# Similarities for heterogenous objects
### Introduction to Data Mining (CSE 5243)

Updated 2021-01-24 by [Michael Burkhardt](mailto:burkhardt.5@osu.edu)

In [1]:
import numpy as np
import pandas as pd
from scipy.spatial.distance import pdist, squareform
from sklearn.preprocessing import StandardScaler

In [2]:
# Funtion to generate a random collection of toys
shapes = ['plane', 'boat', 'car']
colors = ['red', 'blue', 'green']
sizes = [10, 25, 50]
conditions = ['worn', 'fair', 'good', 'new']
N = 3

def make_toys():
    return pd.DataFrame({
        'shape': np.random.choice(shapes, N),
        'color': np.random.choice(colors, N),
        'size' : np.random.choice(sizes, N),
        'condition' : np.random.choice(conditions, N)
    }, index=['A', 'B', 'C'])

### Proximity functions for numeric attributes

For the `size` attribute, let's define dissimilarity as follows:

$$
d(p,q) = \frac{|p-q|}{n_{max}-n_{min}}
$$

And we'll define similarity in terms of dissimilarity:
$$
s(p,q) = 1-d(p,q)
$$

where I've chosen $n_{min}=10$ and $n_{max}=50$.

In [3]:
def dissim_num(p, q, attr=None):
    assert attr is not None, 'You must specify a list of possible values'
    min_val = min(attr) # Minimum possible size
    max_val = max(attr) # Maximum possible size
    assert min_val <= p and p <= max_val, 'p must be between {} and {}'.format(min_val, max_val)
    assert min_val <= q and q <= max_val, 'p must be between {} and {}'.format(min_val, max_val)
    return(abs(p - q) / (max_val - min_val))

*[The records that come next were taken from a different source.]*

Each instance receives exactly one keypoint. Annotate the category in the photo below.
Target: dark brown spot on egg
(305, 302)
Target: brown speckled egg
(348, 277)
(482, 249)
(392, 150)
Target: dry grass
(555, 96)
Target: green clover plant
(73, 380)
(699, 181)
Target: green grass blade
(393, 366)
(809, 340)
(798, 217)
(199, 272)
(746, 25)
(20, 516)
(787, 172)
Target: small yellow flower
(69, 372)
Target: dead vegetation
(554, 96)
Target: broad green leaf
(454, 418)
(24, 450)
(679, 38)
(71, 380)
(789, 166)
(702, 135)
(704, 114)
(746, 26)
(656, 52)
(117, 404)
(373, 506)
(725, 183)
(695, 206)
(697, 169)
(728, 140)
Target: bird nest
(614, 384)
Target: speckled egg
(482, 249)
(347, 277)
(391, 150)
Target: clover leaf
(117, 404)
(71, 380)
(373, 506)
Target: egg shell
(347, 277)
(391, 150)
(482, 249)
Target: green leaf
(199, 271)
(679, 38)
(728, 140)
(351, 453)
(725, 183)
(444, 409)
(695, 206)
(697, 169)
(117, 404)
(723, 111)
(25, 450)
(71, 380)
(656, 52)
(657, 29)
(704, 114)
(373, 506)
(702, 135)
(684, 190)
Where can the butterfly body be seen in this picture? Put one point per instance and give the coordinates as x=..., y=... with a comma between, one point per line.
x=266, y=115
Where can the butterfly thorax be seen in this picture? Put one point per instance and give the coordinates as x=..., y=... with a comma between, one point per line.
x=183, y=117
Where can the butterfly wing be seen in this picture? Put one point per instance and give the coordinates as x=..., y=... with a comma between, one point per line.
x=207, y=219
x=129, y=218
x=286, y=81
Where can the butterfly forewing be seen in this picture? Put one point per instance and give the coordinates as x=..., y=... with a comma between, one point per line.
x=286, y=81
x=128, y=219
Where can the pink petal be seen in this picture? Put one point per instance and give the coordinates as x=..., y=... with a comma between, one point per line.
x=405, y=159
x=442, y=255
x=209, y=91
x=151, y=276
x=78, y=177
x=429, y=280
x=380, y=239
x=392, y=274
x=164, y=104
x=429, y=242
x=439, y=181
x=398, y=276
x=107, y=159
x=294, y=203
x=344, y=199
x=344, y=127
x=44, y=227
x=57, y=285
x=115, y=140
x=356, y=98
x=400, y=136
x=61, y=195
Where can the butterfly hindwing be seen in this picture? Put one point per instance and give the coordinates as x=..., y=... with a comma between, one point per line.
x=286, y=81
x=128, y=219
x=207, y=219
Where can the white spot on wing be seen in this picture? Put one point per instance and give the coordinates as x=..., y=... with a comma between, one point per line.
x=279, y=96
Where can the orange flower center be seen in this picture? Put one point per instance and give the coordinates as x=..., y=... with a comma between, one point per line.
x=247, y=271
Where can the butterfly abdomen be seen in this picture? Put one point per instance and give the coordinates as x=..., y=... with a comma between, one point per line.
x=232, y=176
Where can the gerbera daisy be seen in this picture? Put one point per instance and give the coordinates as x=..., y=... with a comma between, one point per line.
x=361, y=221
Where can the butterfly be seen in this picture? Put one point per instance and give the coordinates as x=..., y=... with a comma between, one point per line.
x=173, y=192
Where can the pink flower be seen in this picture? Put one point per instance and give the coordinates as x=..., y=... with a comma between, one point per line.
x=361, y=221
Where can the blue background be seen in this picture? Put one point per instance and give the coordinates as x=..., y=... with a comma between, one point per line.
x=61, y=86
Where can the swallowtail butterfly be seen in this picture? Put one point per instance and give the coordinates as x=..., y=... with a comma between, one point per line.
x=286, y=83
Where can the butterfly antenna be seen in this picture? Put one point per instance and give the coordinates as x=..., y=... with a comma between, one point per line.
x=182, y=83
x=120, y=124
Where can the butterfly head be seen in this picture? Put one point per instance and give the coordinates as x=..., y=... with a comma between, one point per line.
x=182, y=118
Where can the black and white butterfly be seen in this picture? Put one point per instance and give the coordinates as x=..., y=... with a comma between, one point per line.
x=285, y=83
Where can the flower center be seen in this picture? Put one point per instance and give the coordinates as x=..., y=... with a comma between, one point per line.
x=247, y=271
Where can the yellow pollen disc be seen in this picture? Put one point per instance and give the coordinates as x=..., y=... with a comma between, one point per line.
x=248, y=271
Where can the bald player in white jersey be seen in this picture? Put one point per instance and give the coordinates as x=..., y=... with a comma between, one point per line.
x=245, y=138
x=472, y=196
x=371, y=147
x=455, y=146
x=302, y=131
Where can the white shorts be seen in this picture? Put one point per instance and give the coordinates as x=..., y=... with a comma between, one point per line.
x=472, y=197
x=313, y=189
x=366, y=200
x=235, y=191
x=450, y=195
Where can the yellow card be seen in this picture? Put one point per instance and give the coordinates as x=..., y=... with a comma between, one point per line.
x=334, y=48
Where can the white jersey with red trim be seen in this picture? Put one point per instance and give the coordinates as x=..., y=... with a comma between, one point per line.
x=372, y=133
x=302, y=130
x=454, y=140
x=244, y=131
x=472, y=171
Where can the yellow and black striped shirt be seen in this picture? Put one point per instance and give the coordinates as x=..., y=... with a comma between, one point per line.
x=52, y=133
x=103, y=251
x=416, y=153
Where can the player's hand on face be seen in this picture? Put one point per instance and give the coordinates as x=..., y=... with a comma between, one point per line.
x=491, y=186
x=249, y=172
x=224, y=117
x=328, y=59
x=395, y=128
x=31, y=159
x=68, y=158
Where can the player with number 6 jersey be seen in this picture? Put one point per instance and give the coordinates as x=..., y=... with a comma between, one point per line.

def sim_num(p, q, attr=None):
    assert attr is not None, 'You must specify a list of possible values'
    return(1 - dissim_num(p, q, attr))

### Proximity functions for nominal attributes

Because the `shape` and `color` attributes are nominal, we'll define dissimilarity as either 0 or 1:

$$
d(p,q)=\left\{ \begin{array}{rcl}
0 & \textrm{if} & p = q \\
1 & \textrm{if} & p \ne q
\end{array}\right.
$$

And because we know the value of $d(p,q)$ will always be either $0$ or $1$, we can
define similarity as:

$$
s(p,q)=1-d(p,q)
$$

In [4]:
def dissim_nom(p, q):
    return(0 if p==q else 1)

def sim_nom(p, q):
    return(1-dissim_nom(p, q))

### Proximity functions for ordinal attributes
The `condition` attribute is ordinal, so we need to decide how to define the values quantitatively.

Let's use a simple scale with equal intervals: worn (0) < fair (1) < good (2) < new (3)

With that in mind, we'll define dissimilarity as:

$$
d(p,q) = \frac{|p-q|}{n-1}
$$

where $n=4$.

We'll then define similarity as:

$$
s(p,q) = 1 - d(p,q)
$$

In [5]:
def dissim_ord(p, q, attr):
    assert attr is not None, 'You must specify a list of possible values'
    val_p = attr.index(p)
    val_q = attr.index(q)
    return(abs(val_p-val_q)/(len(attr)-1))

def sim_ord(p, q, attr):
    assert attr is not None, 'You must specify a list of possible values'
    return(1-dissim_ord(p, q, attr))

Recall the formula for similary of hetergenous objects (Tan2e, Formula 2.28):

$$
s(\mathbf{x},\mathbf{y}) = \sum_{k=1}^{n}\frac{\delta_k s_k(\mathbf{x},\mathbf{y})}{\delta_k}
$$

where

* $𝑠_𝑘$ is a similarity function for the $k^{th}$ attribute, and the range of which is $0.0$ to $1.0$.
* $\delta_k$ is an indicator variable that is 0 if the $k^{th}$ attribute is asymmetric and both $x_k$ and $y_k$ are 0, and 1 otherwise.

For our purposes, since we know there are no asymmetric attributges, this formula can be simplified as follows:

$$
s(\mathbf{x},\mathbf{y}) = \sum_{k=1}^{n}\frac{s_k(\mathbf{x},\mathbf{y})}{n}
$$

where $n$ is the number of attributes.

In [6]:
# Function to compute the similarity of two toys
def sim_rec(objP, objQ):
    return np.mean([
        sim_nom(objP['shape'], objQ['shape']),
        sim_nom(objP['color'], objQ['color']),
        sim_num(objP['size'], objQ['size'], sizes),
        sim_ord(objP['condition'], objQ['condition'], conditions)
    ])

In [7]:
# Generate a new set of toys
toys = make_toys()
toys

Unnamed: 0,shape,color,size,condition
A,plane,blue,10,fair
B,boat,red,10,worn
C,car,blue,10,new


In [8]:
# Compute and display the similarities
simAB = sim_rec(toys.loc['A'], toys.loc['B'])
simAC = sim_rec(toys.loc['A'], toys.loc['C'])
simBC = sim_rec(toys.loc['B'], toys.loc['C'])
print('s(A,B)={:0.3f}, s(A,C)={:0.3f}, s(B,C)={:0.3f}'.format(simAB, simAC, simBC))

s(A,B)=0.417, s(A,C)=0.583, s(B,C)=0.250